A direção competente do filme, a reconstituição dos sonhos ou pesadelos ilustram o cenário de absurdo que a vida de Paul vai se tornando, onde ali se vê talvez o dedo de Ari Aster, nessas representações oníricas do surrealismo, como cortes de extrema agilidade, muita sobreposição de imagens e passagens abruptas entre a realidade e fantasia. Essa passagem, de um cara que de mero observador de sonhos alheios, se torna quase um Freddie Kruger, se tornando violento e abusado. Inclusive, outra cena hilária do filme é quando a filha mais nova de Paul o compara ao vilão com garras dos pesadelos de Elm Street, e ele pergunta a ela como o conhece, ela responde: “vi no Google”.

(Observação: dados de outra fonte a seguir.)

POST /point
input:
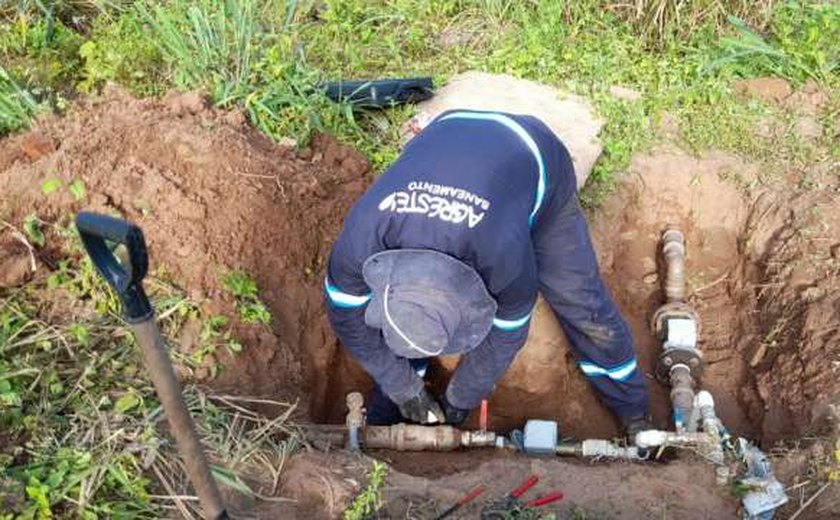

O Homem dos Sonhos, no caso Paul Matthews, com um Cage inspiradíssimo, que por mais que não sabia como lidar com a fama, sentiu seu doce sabor, pode ter até uma ligação com a mensagem de uma aula do professor, sobre a função das listras das zebras, que é pra se misturar com seu bando e correr menos risco de ser uma vítima no caso de um leão. O leão no caso aqui é a sociedade que aleatoriamente escolhe suas vítimas, no meio de milhares de pessoas e que ao serem escolhidas perdem toda a autonomia, e se não se camuflam são devorados, e em tempos de redes sociais e falta de privacidade, tem a qualquer vacilo chance de terem suas vidas destruídas devendo desculpas para tudo. Mesmo no caso de Paul, como se desculpar de algo que não fez, já que os sonhos são pessoais e ele não tem culpa alguma disso tudo. Além de uma crítica aos predadores do consumo que aproveita qualquer brecha, da mais surreal que seja, para vender e transformar tudo num imenso comércio. O filme é um passeio visual, uma ode ao absurdo, onde a  fama pode  tornar a vida em  um pesadelo sem fim em um piscar de olhos, ou em uma mera cochilada.